Directed by Wang Genfa and Zhang Zhenhui, and based on a graphic novel by Wu Lin, “A Jewish Girl in Shanghai” is set during World War II. It tells the story of two children, Rena and Mishailli, who flee Europe after their father goes missing and their mother is abducted by Nazis. They find their way to Shanghai, which at the time was one of the few places in the world that would accept Jewish refugees, despite being occupied by the Nazi-allied Japanese.
Part of what makes “A Jewish Girl in Shanghai” an odd film is the way it blends a little-known chapter of Holocaust history with the chipper naïveté of a Disney film. One of the characters is a talking monkey; there’s also a clever puppy and a mischievous parrot. One night, Rena is walking home when she encounters Ah Gen, a young Shanghainese street vendor who offers her a couple of free pancakes. They become friends after escaping from a gang of Japanese thugs, and eventually, the cross-cultural bonding extends to the broader Chinese and Jewish communities.

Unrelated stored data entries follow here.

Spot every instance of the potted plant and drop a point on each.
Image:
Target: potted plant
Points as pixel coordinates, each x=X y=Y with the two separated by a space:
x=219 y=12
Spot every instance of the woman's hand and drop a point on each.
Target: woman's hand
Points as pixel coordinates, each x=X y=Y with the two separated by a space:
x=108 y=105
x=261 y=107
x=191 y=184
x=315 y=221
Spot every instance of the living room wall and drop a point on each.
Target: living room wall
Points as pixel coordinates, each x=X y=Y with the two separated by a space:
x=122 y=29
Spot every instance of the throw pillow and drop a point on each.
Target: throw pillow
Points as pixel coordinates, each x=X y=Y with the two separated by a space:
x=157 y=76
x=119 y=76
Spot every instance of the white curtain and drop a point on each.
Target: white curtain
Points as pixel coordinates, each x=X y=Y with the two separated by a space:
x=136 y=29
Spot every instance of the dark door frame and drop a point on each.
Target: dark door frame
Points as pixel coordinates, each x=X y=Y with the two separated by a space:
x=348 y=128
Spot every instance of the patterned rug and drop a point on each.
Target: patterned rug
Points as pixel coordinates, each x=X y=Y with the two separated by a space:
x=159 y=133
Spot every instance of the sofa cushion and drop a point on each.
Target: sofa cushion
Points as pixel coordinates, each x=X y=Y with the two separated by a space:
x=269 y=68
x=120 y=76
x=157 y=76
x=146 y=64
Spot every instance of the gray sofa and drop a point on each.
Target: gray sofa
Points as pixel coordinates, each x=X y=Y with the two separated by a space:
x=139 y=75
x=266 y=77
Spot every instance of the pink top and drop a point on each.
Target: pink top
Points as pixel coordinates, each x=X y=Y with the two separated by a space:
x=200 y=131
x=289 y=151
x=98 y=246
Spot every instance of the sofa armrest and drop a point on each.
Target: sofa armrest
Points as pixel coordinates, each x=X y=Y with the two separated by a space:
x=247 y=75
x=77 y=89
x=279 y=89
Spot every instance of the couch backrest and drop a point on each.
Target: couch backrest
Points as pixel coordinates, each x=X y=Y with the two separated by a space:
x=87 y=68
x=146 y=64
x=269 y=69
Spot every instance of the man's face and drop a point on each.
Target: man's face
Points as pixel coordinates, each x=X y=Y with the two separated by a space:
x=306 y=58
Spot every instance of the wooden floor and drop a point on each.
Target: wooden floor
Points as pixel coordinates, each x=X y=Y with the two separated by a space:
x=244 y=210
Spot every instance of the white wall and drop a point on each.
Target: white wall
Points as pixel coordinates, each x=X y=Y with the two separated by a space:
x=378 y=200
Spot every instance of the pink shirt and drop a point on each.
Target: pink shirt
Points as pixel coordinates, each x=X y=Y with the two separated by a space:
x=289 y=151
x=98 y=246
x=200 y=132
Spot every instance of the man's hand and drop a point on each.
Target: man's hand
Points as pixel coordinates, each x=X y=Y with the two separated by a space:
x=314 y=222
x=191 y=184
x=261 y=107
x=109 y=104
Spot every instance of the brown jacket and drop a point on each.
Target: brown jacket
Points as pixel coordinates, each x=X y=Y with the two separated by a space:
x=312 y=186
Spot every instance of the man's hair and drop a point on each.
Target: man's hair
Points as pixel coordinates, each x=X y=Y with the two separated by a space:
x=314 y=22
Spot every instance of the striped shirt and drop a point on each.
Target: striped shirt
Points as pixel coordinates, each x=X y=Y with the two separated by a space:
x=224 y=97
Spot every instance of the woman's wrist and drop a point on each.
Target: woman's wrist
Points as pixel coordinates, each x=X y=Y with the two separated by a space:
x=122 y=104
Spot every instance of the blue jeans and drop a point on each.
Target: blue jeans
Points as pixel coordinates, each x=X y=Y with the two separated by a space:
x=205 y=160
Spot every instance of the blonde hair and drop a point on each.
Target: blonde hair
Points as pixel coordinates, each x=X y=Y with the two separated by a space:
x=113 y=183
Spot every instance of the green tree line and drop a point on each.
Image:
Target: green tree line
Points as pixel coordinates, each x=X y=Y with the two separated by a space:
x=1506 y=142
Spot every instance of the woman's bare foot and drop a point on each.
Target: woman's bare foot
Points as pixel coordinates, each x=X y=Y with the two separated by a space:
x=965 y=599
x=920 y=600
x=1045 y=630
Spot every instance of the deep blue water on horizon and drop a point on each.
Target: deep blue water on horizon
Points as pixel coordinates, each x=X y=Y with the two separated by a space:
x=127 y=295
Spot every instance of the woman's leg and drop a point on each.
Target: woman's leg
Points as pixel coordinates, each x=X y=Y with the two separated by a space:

The film is in Mandarin and its English subtitles are, at times, unintentionally hilarious. “How about that badass, Jia Sangui?” Rena asks Ah Gen, referring to the film’s villain, a slovenly Japanese collaborator. “He’s not so arrogant anymore since I broke his hand!” Ah Gen replies with a sweet voice and even sweeter grin.
Whatever its quirks, though, it’s hard to deny the movie’s value to Chinese viewers, most of whom have had no exposure to the Holocaust or even China’s own Jewish history. Kristallnacht is depicted, as is the aerial bombing of Europe. And while Rena and Mishailli’s father survives, and eventually reunites with the children, we learn that their mother was murdered, her hair woven into a tapestry that a German colonel presents as a gift to the Japanese commander of Shanghai. That kind of coincidence might require a heroic suspension of disbelief, but it’s about as good as a children’s movie will get in representing Nazi evil.
“As a writer, it is my responsibility to reveal this historical event to the public,” Wu Lin told me by e-mail. He has lived in Shanghai for 30 years, and once in Hongkou, the old Jewish ghetto, but he didn’t fully learn about the story of the Holocaust refugees until was living in Los Angeles, where he met a man named Jerry Moses, who had passed through Shanghai as a child. Wu describes him as the “prototype” for Mishailli.
“The Jewish people have passed on many good qualities to Shanghai locals,” Wu wrote. “It was a mutual communication and learning process. One thing I learnt was that nations should learn from each other in order to become strong.”
In a way, “A Jewish Girl in Shanghai” is a fitting choice for Hong Kong’s Jewish film fest, which is an unusual festival in an unlikely place. Though Hong Kong’s Jewish community is as old as the city itself (its first Jewish family, the Sassoons, controlled as much as 70 percent of China’s opium trade in the late nineteenth century), it remains small, with around 5,000 members. Yet the festival has not only survived but has grown every year, with an audience that is now more than one-third Chinese.
That’s surely a sign of things to come. China’s interest in Judaism is blossoming. Ten Chinese universities now offer Judaic Studies programs and there is new interest in the Jewish communities that thrived in Shanghai and Harbin before World War II. Some of the Kaifeng Jews, descendants of Jewish traders who settled in China more than 800 years ago, have actually made aliyah to Israel.
That fascination has been matched by Jewish interest in China, where, as Nick Frisch wrote in the Forward almost three years ago, it’s not unusual to come across the same wide-eyed earnestness that inspired “A Jewish Girl in Shanghai.”
“When they learn that you’re Jewish, people in China always say the same thing — ‘Oh, Marx was Jewish! Einstein was Jewish!’” said Erica Lyons, the editor of Asian Jewish Life, a quarterly magazine based in Hong Kong. “But a lot of the stereotypes that have been used against Jews in the West don’t have the same negative meaning here. There isn’t the same baggage. It’s a clean slate.”